In this recipe, we will learn how to create and use a ring buffer on top of a C++ array:
- In your working ~/test directory, create a subdirectory called ringbuf.
- Use your favorite text editor to create a ringbuf.cpp file in the ringbuf subdirectory.
- Define the RingBuffer class, starting from the private data fields:
#include <iostream>
template<class T, size_t N>
class RingBuffer {
private:
T objects[N];
size_t read;
size_t write;
size_t queued;
public:
RingBuffer(): read(0), write(0), queued(0) {}
- Now we add a method to push data to the buffer:
T& push() {
T& current = objects[write];
write = (write + 1) % N;
queued++;
if (queued > N) {
queued = N;
read = write;
}
return current;
}
- Next, we add a method to pull data from the buffer:
const T& pull() {
if (!queued) {
throw std::runtime_error("No data in the ring buffer");
}
T& current = objects[read];
read = (read + 1) % N;
queued--;
return current;
}
- Let's add a small method to check whether the buffer contains any data and wrap up the class definition:
bool has_data() {
return queued != 0;
}
};
- With RingBuffer defined, we can now add code that uses it. Firstly, let's define the data type we are going to use:
struct Frame {
uint32_t index;
uint8_t data[1024];
};
- Secondly, add the main function and define an instance of RingBuffer as its variable, along with code that tries to work with an empty buffer:
int main() {
RingBuffer<Frame, 10> frames;
std::cout << "Frames " << (frames.has_data() ? "" : "do not ")
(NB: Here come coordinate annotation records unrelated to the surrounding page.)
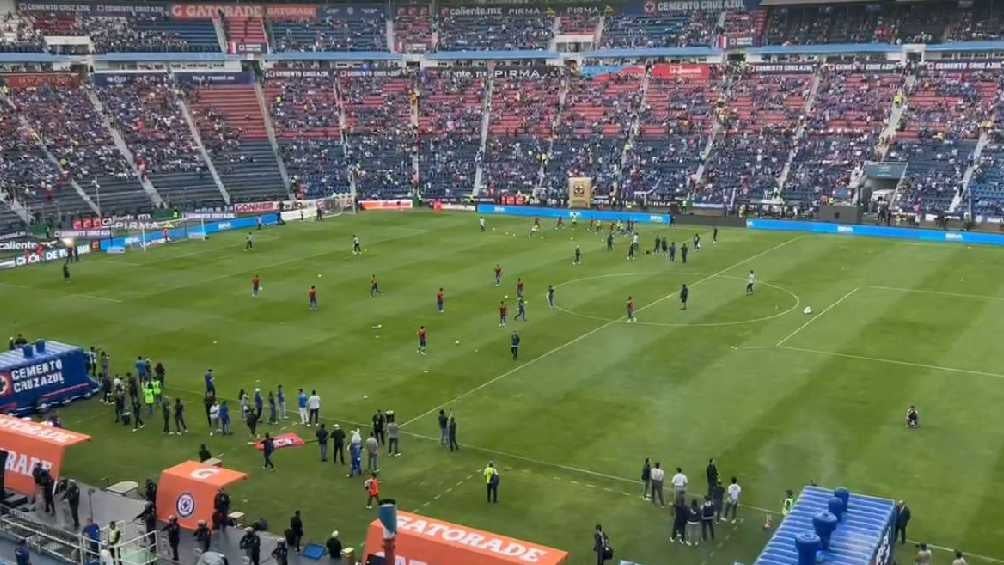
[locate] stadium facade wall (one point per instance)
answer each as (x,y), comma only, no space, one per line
(554,213)
(910,234)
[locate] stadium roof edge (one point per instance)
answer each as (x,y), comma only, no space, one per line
(625,52)
(169,57)
(32,58)
(823,49)
(334,56)
(491,55)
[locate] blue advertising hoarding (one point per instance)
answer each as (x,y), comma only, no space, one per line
(554,213)
(56,375)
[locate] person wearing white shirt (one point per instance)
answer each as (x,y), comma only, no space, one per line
(732,500)
(680,484)
(658,477)
(313,407)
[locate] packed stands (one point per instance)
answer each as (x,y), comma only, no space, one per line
(381,134)
(850,110)
(306,114)
(593,127)
(27,175)
(759,123)
(947,109)
(676,118)
(413,29)
(491,28)
(337,28)
(145,110)
(521,122)
(69,125)
(451,107)
(18,35)
(670,29)
(233,130)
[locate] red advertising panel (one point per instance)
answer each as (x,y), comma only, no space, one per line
(187,491)
(20,80)
(29,444)
(670,70)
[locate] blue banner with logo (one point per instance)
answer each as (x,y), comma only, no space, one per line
(584,215)
(933,236)
(43,374)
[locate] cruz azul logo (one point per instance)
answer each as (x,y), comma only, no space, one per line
(185,505)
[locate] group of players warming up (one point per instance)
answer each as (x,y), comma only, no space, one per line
(662,246)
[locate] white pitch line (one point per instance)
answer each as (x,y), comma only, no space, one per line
(817,316)
(592,331)
(893,361)
(938,292)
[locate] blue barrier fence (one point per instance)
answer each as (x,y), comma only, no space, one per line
(157,236)
(554,213)
(911,234)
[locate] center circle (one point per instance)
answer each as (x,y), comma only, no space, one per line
(791,302)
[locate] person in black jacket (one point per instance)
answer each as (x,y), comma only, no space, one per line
(251,544)
(902,520)
(296,526)
(174,531)
(338,445)
(203,536)
(601,545)
(712,474)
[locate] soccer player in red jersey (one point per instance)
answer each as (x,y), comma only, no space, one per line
(255,285)
(423,339)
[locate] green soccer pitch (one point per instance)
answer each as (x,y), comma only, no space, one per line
(779,397)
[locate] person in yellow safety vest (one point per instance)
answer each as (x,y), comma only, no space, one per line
(149,397)
(788,504)
(492,483)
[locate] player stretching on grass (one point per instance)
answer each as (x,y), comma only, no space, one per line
(423,340)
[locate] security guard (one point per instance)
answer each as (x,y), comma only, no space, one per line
(788,504)
(492,483)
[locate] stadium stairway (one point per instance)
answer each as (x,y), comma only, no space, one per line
(197,136)
(967,177)
(252,174)
(270,131)
(127,154)
(799,133)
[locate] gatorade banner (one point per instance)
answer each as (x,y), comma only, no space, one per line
(187,491)
(29,444)
(427,540)
(281,441)
(36,376)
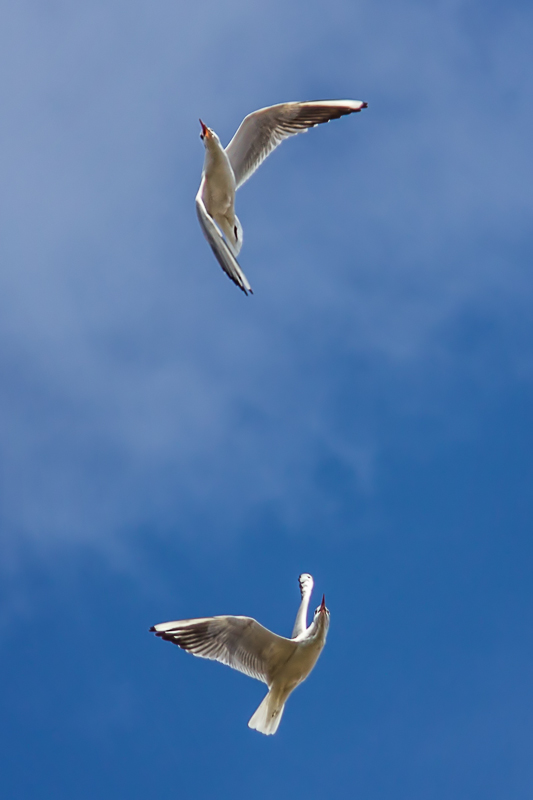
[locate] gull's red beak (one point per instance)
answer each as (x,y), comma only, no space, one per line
(205,130)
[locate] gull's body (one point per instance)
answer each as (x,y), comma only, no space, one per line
(245,645)
(225,170)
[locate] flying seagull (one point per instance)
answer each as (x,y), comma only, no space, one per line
(242,643)
(226,170)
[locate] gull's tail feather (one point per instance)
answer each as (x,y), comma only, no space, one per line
(268,716)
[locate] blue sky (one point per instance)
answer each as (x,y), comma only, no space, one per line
(171,448)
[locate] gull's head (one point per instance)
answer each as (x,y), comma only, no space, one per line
(322,613)
(207,135)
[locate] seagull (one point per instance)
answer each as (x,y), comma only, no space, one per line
(226,170)
(245,645)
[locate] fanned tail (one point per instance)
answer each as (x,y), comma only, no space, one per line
(268,716)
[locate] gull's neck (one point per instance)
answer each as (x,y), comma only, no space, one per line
(300,624)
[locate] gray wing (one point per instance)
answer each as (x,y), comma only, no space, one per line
(239,642)
(261,132)
(219,246)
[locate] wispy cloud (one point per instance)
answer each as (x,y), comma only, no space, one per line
(140,389)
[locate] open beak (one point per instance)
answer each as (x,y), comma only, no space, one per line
(205,130)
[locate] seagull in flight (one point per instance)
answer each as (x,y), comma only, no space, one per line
(242,643)
(225,170)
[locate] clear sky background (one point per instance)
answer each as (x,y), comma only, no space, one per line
(170,448)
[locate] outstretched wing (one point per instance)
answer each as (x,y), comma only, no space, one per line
(239,642)
(261,132)
(219,246)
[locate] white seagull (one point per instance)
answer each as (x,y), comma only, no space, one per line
(226,170)
(242,643)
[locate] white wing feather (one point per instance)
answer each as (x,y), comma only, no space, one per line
(220,248)
(240,642)
(263,130)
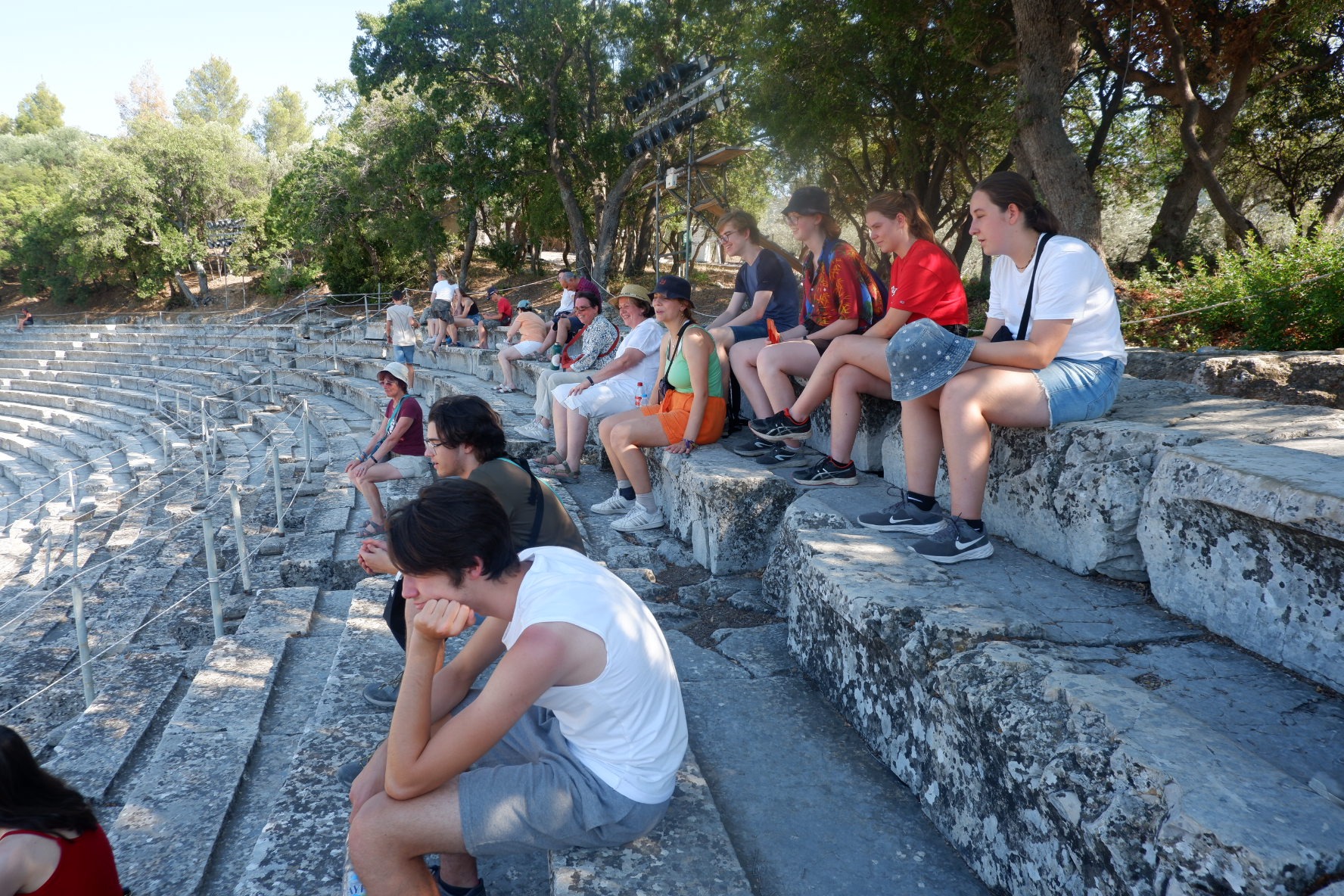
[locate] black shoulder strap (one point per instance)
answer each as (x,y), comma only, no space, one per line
(1031,286)
(675,348)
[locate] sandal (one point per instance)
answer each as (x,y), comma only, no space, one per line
(559,471)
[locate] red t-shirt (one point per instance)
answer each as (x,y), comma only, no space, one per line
(86,866)
(412,441)
(928,284)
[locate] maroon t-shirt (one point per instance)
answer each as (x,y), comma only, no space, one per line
(413,442)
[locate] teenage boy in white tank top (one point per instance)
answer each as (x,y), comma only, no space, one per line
(576,738)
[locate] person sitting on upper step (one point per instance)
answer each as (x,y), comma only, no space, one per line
(1053,352)
(689,410)
(528,328)
(925,282)
(397,449)
(597,341)
(842,298)
(574,740)
(50,840)
(618,387)
(467,440)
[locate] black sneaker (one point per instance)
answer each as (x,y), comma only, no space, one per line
(827,471)
(753,448)
(779,428)
(954,543)
(904,516)
(781,456)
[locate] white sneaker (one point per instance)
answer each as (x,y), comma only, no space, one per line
(640,519)
(614,504)
(535,430)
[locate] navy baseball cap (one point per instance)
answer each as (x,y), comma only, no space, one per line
(675,286)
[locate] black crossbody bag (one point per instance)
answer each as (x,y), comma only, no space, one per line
(1004,334)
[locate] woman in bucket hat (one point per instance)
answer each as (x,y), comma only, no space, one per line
(1053,352)
(925,282)
(691,410)
(397,449)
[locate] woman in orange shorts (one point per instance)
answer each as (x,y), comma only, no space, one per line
(691,412)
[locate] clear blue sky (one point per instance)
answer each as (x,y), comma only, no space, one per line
(89,50)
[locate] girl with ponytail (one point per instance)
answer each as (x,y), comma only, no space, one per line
(925,282)
(1051,352)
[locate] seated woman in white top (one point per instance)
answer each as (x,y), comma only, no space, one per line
(1056,362)
(608,391)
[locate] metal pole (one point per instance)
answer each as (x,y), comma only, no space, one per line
(82,637)
(240,539)
(280,502)
(308,448)
(216,608)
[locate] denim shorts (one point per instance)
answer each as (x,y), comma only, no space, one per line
(1080,390)
(750,331)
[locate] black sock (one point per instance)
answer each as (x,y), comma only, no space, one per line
(922,502)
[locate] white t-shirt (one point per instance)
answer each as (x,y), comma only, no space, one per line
(647,338)
(1073,285)
(401,317)
(443,292)
(566,301)
(627,726)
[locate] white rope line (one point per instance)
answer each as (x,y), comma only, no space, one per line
(140,627)
(176,484)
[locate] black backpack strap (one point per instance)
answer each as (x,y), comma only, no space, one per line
(1031,286)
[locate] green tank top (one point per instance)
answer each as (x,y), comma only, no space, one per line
(680,376)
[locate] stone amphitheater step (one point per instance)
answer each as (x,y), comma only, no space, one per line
(1061,728)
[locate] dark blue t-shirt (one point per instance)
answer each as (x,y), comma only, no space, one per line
(772,273)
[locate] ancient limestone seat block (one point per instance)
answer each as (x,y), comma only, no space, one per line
(1249,542)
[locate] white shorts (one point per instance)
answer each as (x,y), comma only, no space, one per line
(604,400)
(409,465)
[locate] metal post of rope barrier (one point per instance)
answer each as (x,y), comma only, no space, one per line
(240,539)
(82,637)
(216,608)
(280,502)
(308,448)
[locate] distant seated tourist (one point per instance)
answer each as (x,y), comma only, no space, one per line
(1053,352)
(523,339)
(574,740)
(925,282)
(590,350)
(467,440)
(50,840)
(611,390)
(397,449)
(689,412)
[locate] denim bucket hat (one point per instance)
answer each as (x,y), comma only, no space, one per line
(924,356)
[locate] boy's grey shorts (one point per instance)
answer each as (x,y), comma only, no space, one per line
(530,793)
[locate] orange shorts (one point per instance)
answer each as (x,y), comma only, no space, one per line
(675,412)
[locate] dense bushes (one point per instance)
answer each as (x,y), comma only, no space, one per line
(1271,298)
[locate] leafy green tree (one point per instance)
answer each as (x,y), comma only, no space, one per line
(282,123)
(39,112)
(211,95)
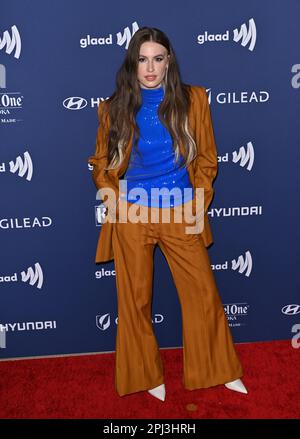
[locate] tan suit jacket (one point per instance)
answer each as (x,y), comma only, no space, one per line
(202,170)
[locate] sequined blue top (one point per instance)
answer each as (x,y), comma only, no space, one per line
(153,179)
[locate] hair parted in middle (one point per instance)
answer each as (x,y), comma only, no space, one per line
(123,105)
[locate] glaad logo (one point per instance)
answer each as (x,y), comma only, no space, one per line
(75,103)
(11,42)
(127,35)
(23,166)
(2,76)
(246,35)
(243,265)
(296,337)
(101,273)
(34,276)
(121,38)
(296,78)
(243,157)
(100,214)
(291,310)
(103,322)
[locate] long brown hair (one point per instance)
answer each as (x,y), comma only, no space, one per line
(125,102)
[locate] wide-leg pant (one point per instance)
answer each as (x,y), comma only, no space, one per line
(209,355)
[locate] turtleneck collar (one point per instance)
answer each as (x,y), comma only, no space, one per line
(152,94)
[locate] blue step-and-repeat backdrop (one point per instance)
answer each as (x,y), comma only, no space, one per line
(58,60)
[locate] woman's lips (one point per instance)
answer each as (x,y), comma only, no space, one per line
(150,78)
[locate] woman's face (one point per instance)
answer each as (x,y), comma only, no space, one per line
(152,64)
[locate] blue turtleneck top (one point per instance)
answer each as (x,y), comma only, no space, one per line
(155,167)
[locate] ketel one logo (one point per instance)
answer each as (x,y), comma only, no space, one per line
(75,103)
(11,42)
(33,276)
(127,35)
(291,310)
(103,322)
(244,156)
(23,167)
(243,265)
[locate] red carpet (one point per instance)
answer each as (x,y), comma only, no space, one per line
(83,387)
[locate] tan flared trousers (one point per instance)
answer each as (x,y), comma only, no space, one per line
(209,355)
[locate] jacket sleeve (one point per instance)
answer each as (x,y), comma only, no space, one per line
(206,164)
(100,158)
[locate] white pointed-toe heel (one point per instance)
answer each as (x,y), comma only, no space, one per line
(237,386)
(159,392)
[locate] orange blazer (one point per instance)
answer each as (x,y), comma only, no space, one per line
(202,170)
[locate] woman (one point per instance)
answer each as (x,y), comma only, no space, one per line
(156,132)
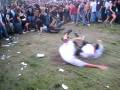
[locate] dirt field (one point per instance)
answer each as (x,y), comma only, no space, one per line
(43,74)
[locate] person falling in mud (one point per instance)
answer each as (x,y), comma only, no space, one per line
(67,52)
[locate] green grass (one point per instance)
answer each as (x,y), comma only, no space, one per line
(43,74)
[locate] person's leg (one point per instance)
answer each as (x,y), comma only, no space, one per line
(4,32)
(113,18)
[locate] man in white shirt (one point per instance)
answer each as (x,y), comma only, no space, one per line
(67,52)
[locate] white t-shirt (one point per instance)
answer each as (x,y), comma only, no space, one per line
(87,51)
(67,52)
(93,6)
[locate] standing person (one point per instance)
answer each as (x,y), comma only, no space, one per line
(111,13)
(118,12)
(93,5)
(73,12)
(67,52)
(98,10)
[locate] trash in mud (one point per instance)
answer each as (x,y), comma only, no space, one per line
(61,70)
(40,55)
(18,52)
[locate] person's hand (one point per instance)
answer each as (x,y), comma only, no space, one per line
(102,67)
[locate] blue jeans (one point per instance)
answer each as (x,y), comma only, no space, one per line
(73,17)
(3,33)
(18,28)
(93,17)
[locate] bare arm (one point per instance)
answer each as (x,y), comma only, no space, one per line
(102,67)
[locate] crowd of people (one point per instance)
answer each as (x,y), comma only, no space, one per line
(22,18)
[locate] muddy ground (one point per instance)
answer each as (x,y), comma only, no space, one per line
(43,74)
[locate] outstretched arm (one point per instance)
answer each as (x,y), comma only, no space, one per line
(102,67)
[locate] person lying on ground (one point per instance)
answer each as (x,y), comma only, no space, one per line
(88,50)
(67,52)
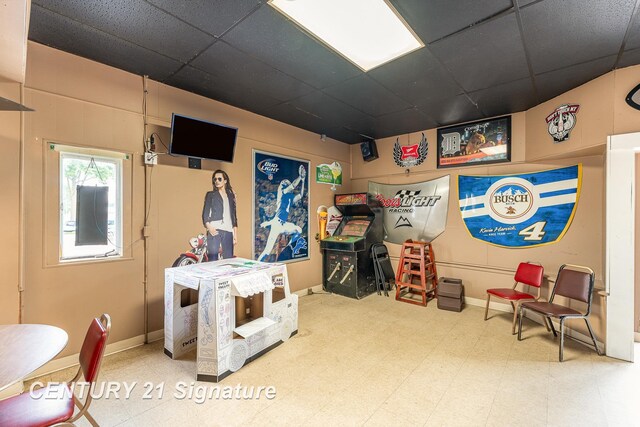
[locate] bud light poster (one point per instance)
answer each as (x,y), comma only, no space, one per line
(280,208)
(413,211)
(517,211)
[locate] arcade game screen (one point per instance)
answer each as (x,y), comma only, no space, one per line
(355,228)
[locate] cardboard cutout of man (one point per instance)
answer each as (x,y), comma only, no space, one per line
(286,197)
(219,217)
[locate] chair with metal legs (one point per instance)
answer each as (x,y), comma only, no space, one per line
(527,274)
(575,283)
(37,409)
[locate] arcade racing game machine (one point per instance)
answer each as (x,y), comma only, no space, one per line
(347,267)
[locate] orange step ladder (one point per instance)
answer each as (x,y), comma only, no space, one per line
(417,269)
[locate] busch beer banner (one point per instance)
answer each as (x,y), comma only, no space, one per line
(523,210)
(413,211)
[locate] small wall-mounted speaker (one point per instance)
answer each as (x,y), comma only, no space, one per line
(369,150)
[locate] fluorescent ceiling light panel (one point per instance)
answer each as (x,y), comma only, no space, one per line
(366,32)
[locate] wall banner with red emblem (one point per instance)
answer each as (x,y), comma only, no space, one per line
(413,211)
(407,156)
(561,122)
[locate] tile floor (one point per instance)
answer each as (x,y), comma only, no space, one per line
(378,362)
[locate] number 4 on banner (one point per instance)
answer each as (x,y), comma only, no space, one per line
(534,231)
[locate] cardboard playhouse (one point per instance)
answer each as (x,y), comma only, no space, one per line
(232,311)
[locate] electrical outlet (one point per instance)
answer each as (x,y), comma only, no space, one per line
(150,158)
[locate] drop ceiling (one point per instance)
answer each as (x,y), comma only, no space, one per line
(481,58)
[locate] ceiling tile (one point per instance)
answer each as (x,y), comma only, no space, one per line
(135,21)
(270,37)
(288,113)
(342,134)
(557,82)
(506,98)
(62,33)
(435,19)
(559,33)
(485,55)
(213,17)
(633,42)
(334,111)
(367,95)
(629,57)
(231,65)
(417,77)
(197,81)
(452,110)
(401,122)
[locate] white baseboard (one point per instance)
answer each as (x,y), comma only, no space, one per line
(155,335)
(68,361)
(314,289)
(12,390)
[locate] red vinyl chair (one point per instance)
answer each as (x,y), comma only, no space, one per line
(56,404)
(528,274)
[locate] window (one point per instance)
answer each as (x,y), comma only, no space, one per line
(90,206)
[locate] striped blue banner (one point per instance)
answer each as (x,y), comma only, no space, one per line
(521,210)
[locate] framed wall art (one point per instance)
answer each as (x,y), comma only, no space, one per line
(280,208)
(475,143)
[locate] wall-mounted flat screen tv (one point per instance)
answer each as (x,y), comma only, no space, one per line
(201,139)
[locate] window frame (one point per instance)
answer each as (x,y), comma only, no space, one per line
(52,199)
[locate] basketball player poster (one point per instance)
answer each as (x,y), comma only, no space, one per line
(280,208)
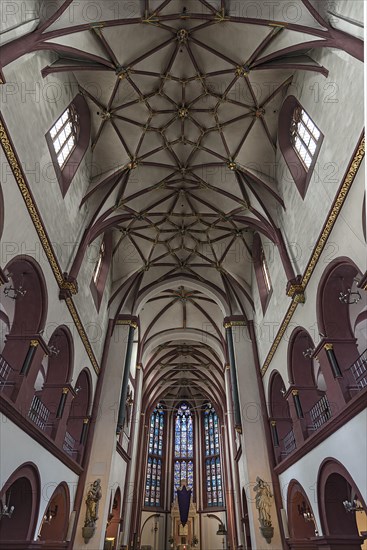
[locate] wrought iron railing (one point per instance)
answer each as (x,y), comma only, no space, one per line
(69,444)
(289,443)
(358,372)
(5,370)
(39,413)
(320,413)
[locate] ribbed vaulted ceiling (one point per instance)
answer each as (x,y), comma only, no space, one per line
(184,98)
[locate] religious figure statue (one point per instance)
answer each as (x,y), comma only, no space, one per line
(94,495)
(263,503)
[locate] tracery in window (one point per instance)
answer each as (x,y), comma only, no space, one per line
(155,452)
(304,136)
(64,135)
(213,472)
(183,448)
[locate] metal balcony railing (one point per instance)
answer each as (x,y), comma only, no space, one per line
(39,413)
(69,444)
(289,443)
(358,373)
(5,371)
(320,413)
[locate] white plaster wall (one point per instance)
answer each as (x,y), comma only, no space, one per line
(347,446)
(52,471)
(30,106)
(336,107)
(346,239)
(20,237)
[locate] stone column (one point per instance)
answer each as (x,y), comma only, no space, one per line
(229,451)
(131,501)
(255,446)
(103,445)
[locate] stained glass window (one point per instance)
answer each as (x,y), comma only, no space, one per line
(184,448)
(213,473)
(155,451)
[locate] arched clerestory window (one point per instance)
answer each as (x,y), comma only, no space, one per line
(183,468)
(300,141)
(213,471)
(153,481)
(68,140)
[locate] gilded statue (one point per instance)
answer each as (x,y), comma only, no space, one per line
(263,503)
(94,495)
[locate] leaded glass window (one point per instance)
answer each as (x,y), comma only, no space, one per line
(213,472)
(304,135)
(64,135)
(184,448)
(155,452)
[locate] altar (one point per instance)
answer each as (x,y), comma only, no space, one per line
(184,535)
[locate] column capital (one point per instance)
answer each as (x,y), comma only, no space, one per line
(130,321)
(296,290)
(234,321)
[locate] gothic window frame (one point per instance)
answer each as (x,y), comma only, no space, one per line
(262,272)
(65,134)
(156,457)
(101,269)
(305,136)
(209,459)
(80,116)
(300,173)
(183,459)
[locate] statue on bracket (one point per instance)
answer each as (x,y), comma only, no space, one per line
(263,503)
(94,495)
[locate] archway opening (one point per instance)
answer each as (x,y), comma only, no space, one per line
(55,520)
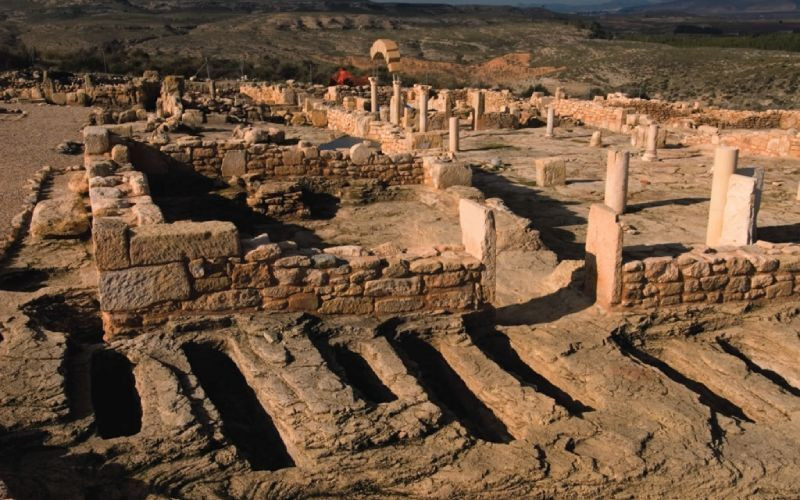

<< "contain data" << std::endl;
try {
const Frame& frame = frames.pull();
} catch (std::runtime_error e) {
std::cout << "Exception caught: " << e.what() << std::endl;
}
- Next, add code that works with five elements in the buffer:
for (size_t i = 0; i < 5; i++) {
Frame& out = frames.push();
out.index = i;
out.data[0] = 'a' + i;
out.data[1] = '\0';
}
std::cout << "Frames " << (frames.has_data() ? "" : "do not ")
<< "contain data" << std::endl;
while (frames.has_data()) {
const Frame& in = frames.pull();
std::cout << "Frame " << in.index << ": " << in.data << std::endl;
}
- After that, add similar code that deals with a larger number of elements that can be added:
for (size_t i = 0; i < 26; i++) {
Frame& out = frames.push();
out.index = i;
out.data[0] = 'a' + i;
out.data[1] = '\0';
}
std::cout << "Frames " << (frames.has_data() ? "" : "do not ")
<< "contain data" << std::endl;
while (frames.has_data()) {
const Frame& in = frames.pull();
std::cout << "Frame " << in.index << ": " << in.data << std::endl;
}
}
- Create a file called CMakeLists.txt in the loop subdirectory with the following content:
cmake_minimum_required(VERSION 3.5.1)
project(ringbuf)
add_executable(ringbuf ringbuf.cpp)
set(CMAKE_SYSTEM_NAME Linux)
set(CMAKE_SYSTEM_PROCESSOR arm)
SET(CMAKE_CXX_FLAGS "--std=c++11")
set(CMAKE_CXX_COMPILER /usr/bin/arm-linux-gnueabi-g++)
- Build the application and copy the resulting executable binary to the target system. Use recipes from Chapter 2, Setting Up the Environment, to do it.
- Switch to the target system terminal. Log in using user credentials, if needed.
- Run the binary.